Kramer said that Carlin had no recourse from the Vermont Supreme Court decision, and she now would stand trial on charges of gross negligent operation, serious injury resulting, and careless and negligent driving.
Kramer had successfully argued that Carlin’s actions did not represent gross negligence, but a “momentary distraction” that did not rise to the level of felonious behavior.
According to court records, Carlin, who was 19 at the time of the accident, struck Greene as he rode along Route 5 in Dummerston near the Colonel’s Cabin, a local bar. The accident occurred in the afternoon.
Carlin told police that she was using her GPS in her car to find a place to eat, and that her gaze had left the road momentarily.
The high court ordered the reinstatement of the criminal charges against Carlin, overturning decisions by two local trial judges, Karen Carroll and Katherine Hayes, who both ruled there wasn’t enough evidence to bring the case to trial.
David Tartter, the assistant attorney general who handled the appeal to the Vermont Supreme Court, said he had cited two Vermont criminal cases in his argument. Tartter had handled the appeal on behalf of the office of Tracy Kelly Shriver, the Windham County state’s attorney. A deputy in Shriver’s office, Scott Willison, handled the case until he transferred to the Chittenden County prosecutor’s office, Shriver said.
Tartter said the cases the high court relied on in making its decision were “fact specific” — in which both drivers struck pedestrians, in one case killing a person by the side of the road, and the other seriously injuring someone in a crosswalk.
Carroll first heard Carlin’s motion to dismiss. When Carroll granted the motion, the state’s attorney’s office asked for reconsideration. Hayes held an evidentiary hearing on the case and ultimately agreed with Carroll’s decision. Tartter, the assistant attorney general, appealed.
The high court, in its decision issued late last week, noted that Vermont statutes define gross negligence as “conduct with involves a gross deviation from the care that a reasonable person would have exercised in that situation.”
Negligence, the court noted, is a “breach of the duty to exercise ordinary care.”
“In distinguishing the two, we have said that gross negligence ‘amounts to a failure to exercise even a slight degree of care,’ and that it requires ‘more than an error of judgment, momentary inattention or loss of presence of mind,’” the court ruled.
The state’s high court noted that the state had presented more evidence to support the charge of gross negligence that went beyond what was described as Carlin’s “two seconds of inattention.”
“Defendant here was driving on a straight stretch of road in which the bicyclist would have been clearly visible prior to the accident,” according to the decision of all five justices.
The essential question for the jury to decide, the high court ruled, was whether Carlin’s decision to take her eyes off the road “when the risk of danger was heightened because of the presence of a bicyclist amounted to ‘a gross deviation from the care that a reasonable person would have exercised in that situation.’”

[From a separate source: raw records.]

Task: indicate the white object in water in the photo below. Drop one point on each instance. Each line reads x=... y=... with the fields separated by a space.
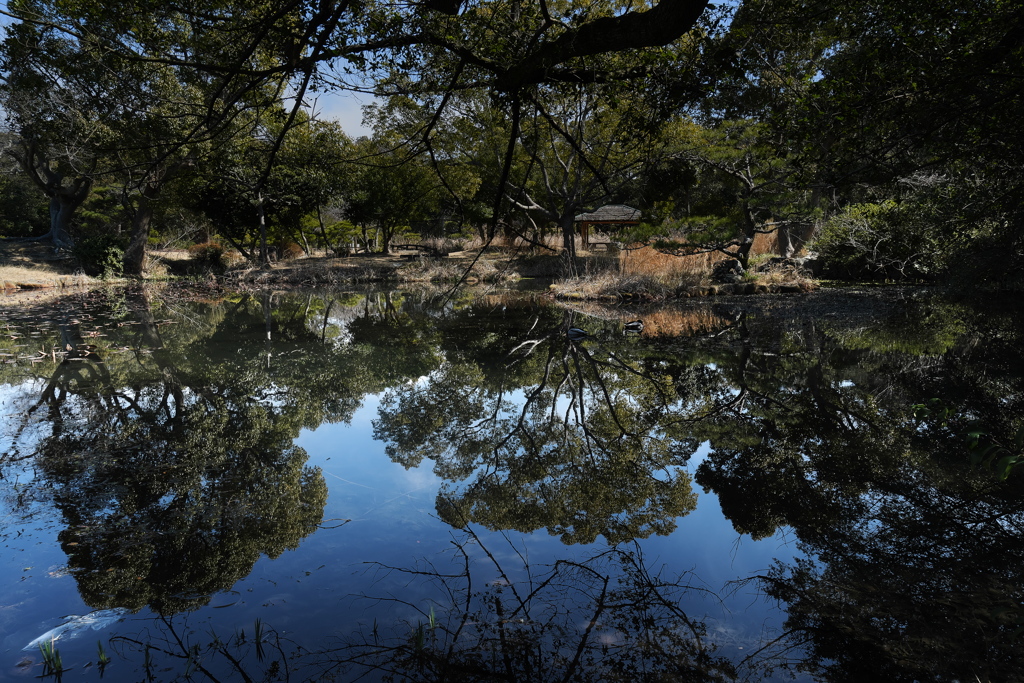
x=75 y=625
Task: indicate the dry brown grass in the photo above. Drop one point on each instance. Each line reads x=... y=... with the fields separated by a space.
x=682 y=323
x=32 y=265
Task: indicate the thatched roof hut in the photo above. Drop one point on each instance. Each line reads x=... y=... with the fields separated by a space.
x=611 y=214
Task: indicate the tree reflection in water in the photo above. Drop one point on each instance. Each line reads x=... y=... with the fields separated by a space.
x=602 y=617
x=174 y=467
x=563 y=434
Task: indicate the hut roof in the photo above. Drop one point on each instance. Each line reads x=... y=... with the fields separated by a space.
x=610 y=213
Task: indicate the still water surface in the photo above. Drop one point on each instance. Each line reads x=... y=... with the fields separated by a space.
x=215 y=485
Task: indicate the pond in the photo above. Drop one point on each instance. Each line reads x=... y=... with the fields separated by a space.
x=199 y=484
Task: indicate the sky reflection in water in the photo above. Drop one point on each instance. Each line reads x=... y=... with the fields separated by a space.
x=291 y=524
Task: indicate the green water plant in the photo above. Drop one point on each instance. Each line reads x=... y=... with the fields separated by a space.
x=52 y=666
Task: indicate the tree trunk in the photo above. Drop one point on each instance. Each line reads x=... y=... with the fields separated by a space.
x=264 y=253
x=569 y=266
x=134 y=261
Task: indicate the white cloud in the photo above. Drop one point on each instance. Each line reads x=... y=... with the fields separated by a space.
x=346 y=109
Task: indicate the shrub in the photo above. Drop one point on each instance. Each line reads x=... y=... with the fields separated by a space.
x=878 y=241
x=289 y=251
x=208 y=255
x=101 y=255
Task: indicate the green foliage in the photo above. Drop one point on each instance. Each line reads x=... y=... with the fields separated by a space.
x=24 y=210
x=289 y=251
x=52 y=666
x=873 y=241
x=101 y=255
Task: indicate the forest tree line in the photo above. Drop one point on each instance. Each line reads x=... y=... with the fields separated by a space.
x=887 y=130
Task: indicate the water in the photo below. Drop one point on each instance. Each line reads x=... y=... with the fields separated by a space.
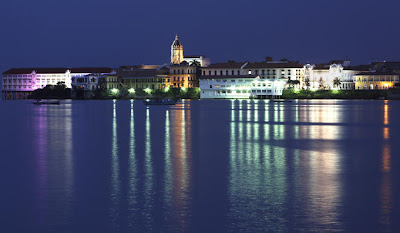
x=200 y=166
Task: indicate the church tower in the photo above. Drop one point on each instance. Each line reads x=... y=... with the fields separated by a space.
x=176 y=51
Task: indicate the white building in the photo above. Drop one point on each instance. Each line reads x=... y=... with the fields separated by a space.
x=204 y=62
x=177 y=56
x=241 y=80
x=324 y=77
x=20 y=82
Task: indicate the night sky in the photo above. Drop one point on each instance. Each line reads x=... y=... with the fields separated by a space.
x=44 y=33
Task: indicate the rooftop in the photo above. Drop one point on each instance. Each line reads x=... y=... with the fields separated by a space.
x=58 y=70
x=226 y=76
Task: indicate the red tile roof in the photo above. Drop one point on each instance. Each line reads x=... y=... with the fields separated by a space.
x=272 y=65
x=227 y=65
x=226 y=76
x=58 y=70
x=375 y=73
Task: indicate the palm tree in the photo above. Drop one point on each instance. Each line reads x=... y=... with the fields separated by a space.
x=336 y=82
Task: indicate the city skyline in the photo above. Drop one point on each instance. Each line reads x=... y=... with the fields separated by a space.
x=88 y=33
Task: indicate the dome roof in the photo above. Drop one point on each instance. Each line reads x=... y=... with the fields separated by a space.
x=176 y=42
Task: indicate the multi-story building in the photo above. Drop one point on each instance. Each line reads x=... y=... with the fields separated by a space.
x=184 y=69
x=375 y=80
x=152 y=79
x=202 y=60
x=21 y=82
x=384 y=66
x=246 y=80
x=334 y=76
x=183 y=75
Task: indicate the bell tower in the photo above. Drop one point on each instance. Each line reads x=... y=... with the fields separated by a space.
x=176 y=51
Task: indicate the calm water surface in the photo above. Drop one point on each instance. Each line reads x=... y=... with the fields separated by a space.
x=200 y=166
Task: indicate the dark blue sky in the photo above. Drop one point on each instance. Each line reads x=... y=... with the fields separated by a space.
x=121 y=32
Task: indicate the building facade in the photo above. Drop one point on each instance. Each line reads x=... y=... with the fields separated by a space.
x=245 y=80
x=183 y=75
x=335 y=76
x=21 y=82
x=176 y=52
x=375 y=80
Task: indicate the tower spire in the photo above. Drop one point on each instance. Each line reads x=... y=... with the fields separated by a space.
x=176 y=51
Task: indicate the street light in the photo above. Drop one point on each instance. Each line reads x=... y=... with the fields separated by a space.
x=114 y=90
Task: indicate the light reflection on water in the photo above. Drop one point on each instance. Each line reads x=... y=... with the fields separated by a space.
x=261 y=166
x=285 y=166
x=55 y=166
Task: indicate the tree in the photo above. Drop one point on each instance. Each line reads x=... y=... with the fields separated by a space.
x=336 y=82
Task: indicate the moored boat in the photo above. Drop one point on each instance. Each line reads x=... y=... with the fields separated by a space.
x=39 y=102
x=160 y=102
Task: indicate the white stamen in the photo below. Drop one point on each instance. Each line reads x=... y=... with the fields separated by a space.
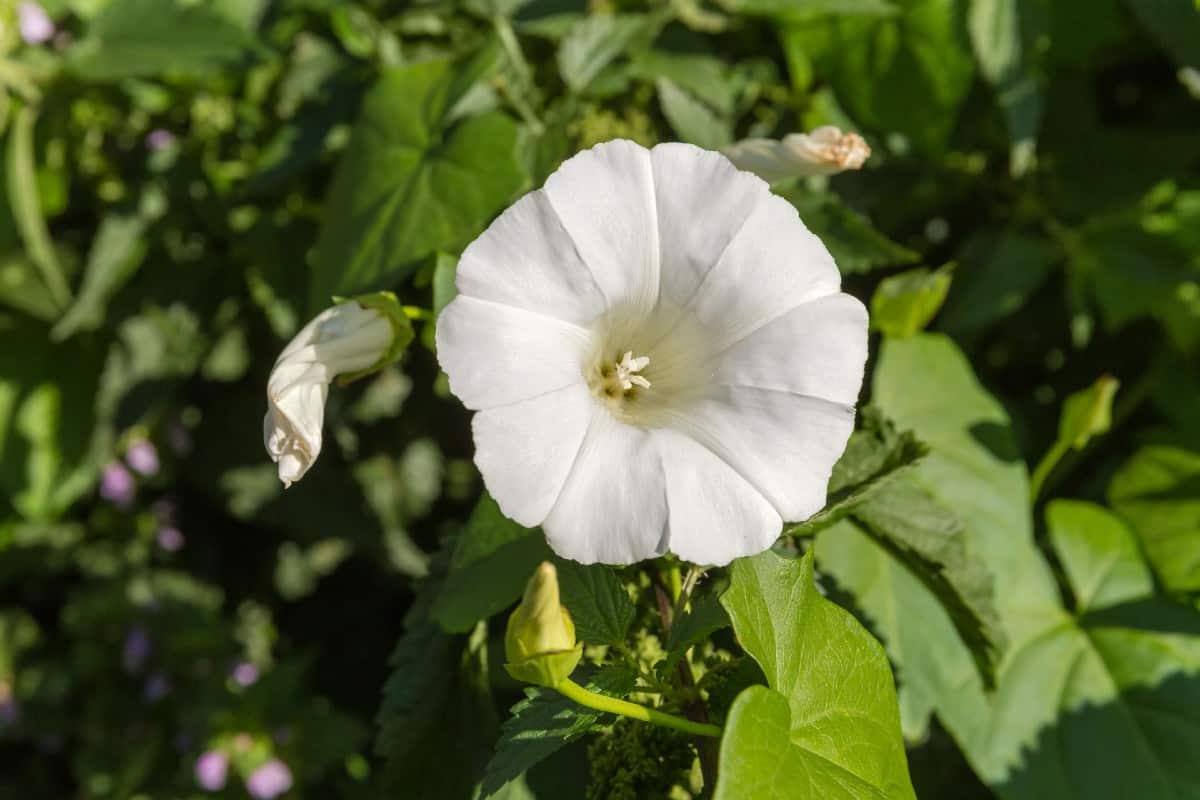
x=627 y=371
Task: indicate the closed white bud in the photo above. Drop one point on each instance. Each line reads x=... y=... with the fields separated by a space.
x=346 y=338
x=823 y=151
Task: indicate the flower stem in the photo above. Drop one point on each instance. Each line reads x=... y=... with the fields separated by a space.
x=633 y=710
x=689 y=584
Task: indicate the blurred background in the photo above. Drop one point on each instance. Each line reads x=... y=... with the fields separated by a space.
x=187 y=181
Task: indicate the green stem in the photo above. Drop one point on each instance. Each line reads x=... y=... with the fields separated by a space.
x=1045 y=467
x=684 y=596
x=634 y=711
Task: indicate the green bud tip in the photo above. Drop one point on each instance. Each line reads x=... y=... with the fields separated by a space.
x=540 y=643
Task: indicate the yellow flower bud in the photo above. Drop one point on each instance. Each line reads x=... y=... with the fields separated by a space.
x=540 y=643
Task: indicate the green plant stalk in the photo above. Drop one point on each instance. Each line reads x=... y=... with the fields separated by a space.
x=634 y=711
x=27 y=206
x=1045 y=467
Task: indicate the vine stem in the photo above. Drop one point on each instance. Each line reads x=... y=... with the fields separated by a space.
x=568 y=687
x=689 y=584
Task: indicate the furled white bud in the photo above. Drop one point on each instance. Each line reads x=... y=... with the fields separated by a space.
x=825 y=151
x=349 y=337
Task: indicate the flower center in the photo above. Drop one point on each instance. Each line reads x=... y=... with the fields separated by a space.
x=619 y=378
x=647 y=365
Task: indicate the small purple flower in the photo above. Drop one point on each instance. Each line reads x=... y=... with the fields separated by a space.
x=156 y=687
x=36 y=25
x=117 y=485
x=137 y=649
x=245 y=674
x=269 y=781
x=211 y=769
x=160 y=139
x=171 y=539
x=143 y=457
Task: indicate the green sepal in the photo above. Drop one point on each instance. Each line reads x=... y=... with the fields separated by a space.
x=547 y=668
x=402 y=334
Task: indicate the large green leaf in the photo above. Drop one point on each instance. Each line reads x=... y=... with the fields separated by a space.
x=997 y=272
x=436 y=701
x=1120 y=680
x=150 y=37
x=414 y=180
x=1005 y=35
x=691 y=119
x=705 y=618
x=933 y=543
x=1158 y=492
x=1098 y=554
x=899 y=73
x=599 y=605
x=829 y=720
x=904 y=304
x=856 y=246
x=592 y=43
x=115 y=256
x=48 y=423
x=972 y=470
x=492 y=560
x=1175 y=24
x=875 y=455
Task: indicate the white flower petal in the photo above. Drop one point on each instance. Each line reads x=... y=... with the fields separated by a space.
x=772 y=265
x=694 y=185
x=605 y=200
x=525 y=451
x=613 y=506
x=497 y=354
x=784 y=444
x=715 y=516
x=817 y=348
x=527 y=259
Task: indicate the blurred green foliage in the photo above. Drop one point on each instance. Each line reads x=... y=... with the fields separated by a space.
x=187 y=181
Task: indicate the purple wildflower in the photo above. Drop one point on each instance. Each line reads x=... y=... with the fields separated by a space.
x=35 y=24
x=269 y=781
x=143 y=457
x=117 y=485
x=137 y=649
x=211 y=769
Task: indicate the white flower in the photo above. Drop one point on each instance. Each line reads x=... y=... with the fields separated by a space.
x=659 y=354
x=825 y=151
x=345 y=338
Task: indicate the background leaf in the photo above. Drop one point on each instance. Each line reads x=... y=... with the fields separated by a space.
x=132 y=38
x=413 y=181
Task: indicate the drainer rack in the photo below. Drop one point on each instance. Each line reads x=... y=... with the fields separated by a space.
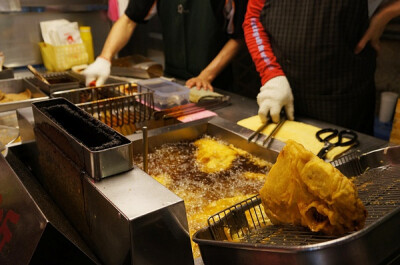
x=378 y=188
x=120 y=106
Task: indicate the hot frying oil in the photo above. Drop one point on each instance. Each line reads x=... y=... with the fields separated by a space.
x=176 y=166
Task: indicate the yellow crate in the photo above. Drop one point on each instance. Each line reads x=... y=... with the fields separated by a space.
x=61 y=58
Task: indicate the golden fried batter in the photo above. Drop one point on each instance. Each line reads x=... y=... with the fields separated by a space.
x=302 y=189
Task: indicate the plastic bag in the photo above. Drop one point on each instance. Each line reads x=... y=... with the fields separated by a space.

“It was, therefore, error for the trial court to dismiss the charge,” the justices wrote, adding it was best for the jury, and not the trial judge, to “weigh the facts and render a decision.”
Shriver said that Greene’s wife Eva had pushed hard to have the criminal charges reinstated, citing the devastating injuries her husband experienced. Eva Greene had testified before the Vermont Legislature earlier this year, requesting a ban on all drivers from using handheld electronic devices. A bill banning texting while driving was approved.